My morning routine as a wedding planner went like this:
Step One: Wake up, have 30 second panic attack.
Step Two: Look out window to make sure my car is there; locate phone and keys.
Step Three: Chug the now-flat champagne I left out to steady my hands for the drive to work.
After a blackout and four hours of sleep, I was ready to tackle that day’s wedding.
The service industry is a special kind of environment for problematic drinkers like I was. Leaving a job for “medical issues” was common, which was usually code for addiction treatment. It was an open secret of the industry, like drinking on the clock or cooling off in the deep freeze. It’s probably due to the combination of low pay, long shifts, uselessly high stress, and easy access to booze. Those issues were only amplified on wedding days.
I planned over 200 weddings in nearly three years as an event coordinator for a resort. It’s a dream job for many, but one I fell into. I majored in women’s studies and philosophy and it felt like I was failing at feminism by working in the wedding industry. I thought I’d go into journalism but I turned down a full-time reporting job because I was afraid of the job insecurity and, frankly, of not being good enough. While my organizational skills were well suited to event planning, I couldn’t reconcile it with what I thought I “should” be doing with my life. The better I did at my job, the more guilty I felt for not doing something more meaningful (whatever that meant), and the more I tried to sabotage my success. My thoughts were a constant barrage of negativity and self doubt. I wanted to flip a switch to turn my brain off, and drinking became the way to do it.
The alcohol flowed endlessly at weddings and I was a willing participant. While the guests were drinking mimosas for breakfast, I was staving off my hangxiety with a careful supply of caffeine in order to get through set up, the ceremony, and cocktail hour. Once dinner was served, the bulk of my work for the day was complete and there’d inevitably be leftover flutes of champagne (I always poured a few too many, just in case). These got me through the final hours of a standard 14-hour shift.
While the guests were drinking mimosas for breakfast, I was staving off my hangxiety with a careful supply of caffeine in order to get through set up, the ceremony, and cocktail hour.
After every wedding, I’d go to a bar where other service industry folks inevitably ended up, all of us buzzed from the tail ends of our shifts. At the time, I considered this a job perk; free booze to make up for my low pay and 80 hour weeks. I drank until last call, even if I had a wedding the next day, because there usually was. Blackouts were a near nightly occurrence. Most wedding planners say no two days are alike, but I felt like I was living in Groundhog Day.

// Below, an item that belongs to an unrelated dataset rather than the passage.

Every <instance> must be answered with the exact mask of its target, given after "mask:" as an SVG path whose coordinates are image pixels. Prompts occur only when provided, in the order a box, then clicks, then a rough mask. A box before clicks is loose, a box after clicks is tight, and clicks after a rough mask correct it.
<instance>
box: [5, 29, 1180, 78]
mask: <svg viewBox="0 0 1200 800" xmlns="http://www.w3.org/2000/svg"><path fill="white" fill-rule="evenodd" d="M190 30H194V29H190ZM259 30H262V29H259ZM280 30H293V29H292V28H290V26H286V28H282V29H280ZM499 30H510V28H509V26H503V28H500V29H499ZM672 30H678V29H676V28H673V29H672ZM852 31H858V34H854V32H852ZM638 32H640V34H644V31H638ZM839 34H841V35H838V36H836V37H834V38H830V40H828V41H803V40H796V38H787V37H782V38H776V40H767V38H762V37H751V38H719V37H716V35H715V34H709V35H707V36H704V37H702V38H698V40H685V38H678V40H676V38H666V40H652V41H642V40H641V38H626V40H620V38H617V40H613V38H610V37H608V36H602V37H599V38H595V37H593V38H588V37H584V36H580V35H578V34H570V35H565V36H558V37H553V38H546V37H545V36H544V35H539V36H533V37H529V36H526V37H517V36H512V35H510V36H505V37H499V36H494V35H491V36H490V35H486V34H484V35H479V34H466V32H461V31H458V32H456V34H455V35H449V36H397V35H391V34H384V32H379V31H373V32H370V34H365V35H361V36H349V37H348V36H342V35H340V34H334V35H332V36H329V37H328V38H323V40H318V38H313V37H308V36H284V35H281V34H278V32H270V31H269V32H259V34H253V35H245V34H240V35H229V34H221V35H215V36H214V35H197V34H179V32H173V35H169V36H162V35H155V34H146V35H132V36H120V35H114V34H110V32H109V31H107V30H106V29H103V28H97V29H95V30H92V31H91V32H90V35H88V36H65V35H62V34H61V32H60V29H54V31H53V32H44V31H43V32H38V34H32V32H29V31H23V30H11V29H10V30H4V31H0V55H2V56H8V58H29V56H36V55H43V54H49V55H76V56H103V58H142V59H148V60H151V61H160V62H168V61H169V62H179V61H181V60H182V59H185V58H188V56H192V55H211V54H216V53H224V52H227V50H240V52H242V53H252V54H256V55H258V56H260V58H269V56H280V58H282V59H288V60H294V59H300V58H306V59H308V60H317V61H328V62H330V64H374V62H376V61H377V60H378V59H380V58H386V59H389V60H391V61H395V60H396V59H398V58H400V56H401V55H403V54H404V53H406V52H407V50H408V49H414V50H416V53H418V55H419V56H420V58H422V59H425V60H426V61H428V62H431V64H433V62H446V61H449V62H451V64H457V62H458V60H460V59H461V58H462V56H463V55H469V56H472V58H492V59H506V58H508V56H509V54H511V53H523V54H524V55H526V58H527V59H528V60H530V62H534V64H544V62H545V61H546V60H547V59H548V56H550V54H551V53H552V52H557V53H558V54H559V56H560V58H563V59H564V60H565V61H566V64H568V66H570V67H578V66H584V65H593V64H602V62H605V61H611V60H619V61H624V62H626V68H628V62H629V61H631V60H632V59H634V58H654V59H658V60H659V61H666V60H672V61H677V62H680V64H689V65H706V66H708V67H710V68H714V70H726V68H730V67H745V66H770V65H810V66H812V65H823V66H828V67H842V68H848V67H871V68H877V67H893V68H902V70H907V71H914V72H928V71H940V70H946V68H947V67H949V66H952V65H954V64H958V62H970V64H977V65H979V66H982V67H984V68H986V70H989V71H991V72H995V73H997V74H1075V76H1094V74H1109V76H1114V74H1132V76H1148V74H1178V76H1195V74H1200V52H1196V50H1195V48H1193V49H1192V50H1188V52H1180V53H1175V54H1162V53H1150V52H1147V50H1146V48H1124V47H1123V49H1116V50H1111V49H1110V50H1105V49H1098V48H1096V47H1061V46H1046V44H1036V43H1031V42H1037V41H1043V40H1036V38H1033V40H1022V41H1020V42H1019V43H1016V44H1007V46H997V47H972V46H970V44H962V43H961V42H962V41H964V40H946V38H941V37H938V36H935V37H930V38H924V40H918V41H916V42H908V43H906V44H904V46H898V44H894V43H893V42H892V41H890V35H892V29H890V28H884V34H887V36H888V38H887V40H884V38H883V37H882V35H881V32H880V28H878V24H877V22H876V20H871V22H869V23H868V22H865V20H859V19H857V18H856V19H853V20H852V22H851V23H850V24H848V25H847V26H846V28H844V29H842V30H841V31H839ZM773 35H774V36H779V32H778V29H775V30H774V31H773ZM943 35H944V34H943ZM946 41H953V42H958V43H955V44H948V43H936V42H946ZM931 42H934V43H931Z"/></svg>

It’s hard to separate my work from my substance use from that time. Like many who struggle with particularly dark periods of their substance use disorder, it can feel like an endless game of chicken and egg. Did my job exacerbate my drinking, or did I seek out a job that would encourage it? But the questions are ultimately pointless; it could have been anything that led me to abuse alcohol, or nothing at all.
I had many rock bottoms that led to a couple attempts at sobriety, the longest stretch being two months. But I had no real plan to stay sober, and the liquor was always readily available. In the end, it wasn’t even my most dangerous rock bottom that made me stop. It was a night like many others, at my normal bar, with only intermittent blackouts. I was even home before midnight. But this was one of the first times that the drinking didn’t stop the thoughts. I had flipped the off switch in my brain so many times, it seemed that it finally broke.
It helped that it was the end of the busy wedding season. I was able to get six months of sobriety under my belt before the next busy season hit. The two years I spent drowning my fears only put things on pause. I hadn’t actually made progress in that time. I knew it was time to move on, if only to get a change of scenery and protect my sobriety. I just didn’t know how.
It was scary, but I knew I would have to live through discomfort in order to change.
I made it through over 40 weddings sober and finally started to feel comfortable, even skilled, at my job. I had been applying to other jobs periodically with vague ideas of leaving at some point, and I was eventually offered a job at my alma mater. It wasn’t a dream career, but it was a step towards an industry I thought would be a better fit for my sobriety. It would mean leaving at the end of August, stepping away from many weddings I had spent a year planning and handing the reins (and some angry couples) to someone new. It was scary, but I knew I would have to live through discomfort in order to change.
A month into my new job, I helped plan a minor event for my department. We ordered six boxes of wine, with three leftovers that staff could take home. They sat on the break room counter for over a week, at least a dozen people walked past them a day. When I threw away the final unclaimed box two weeks later, I knew I made the right decision. Those boxes wouldn’t have lasted until the end of my shift at my last job, let alone three weeks.
I’m still not exactly where I want to be, but now I trust that I’ll figure it out. And my morning routine is a lot less stressful.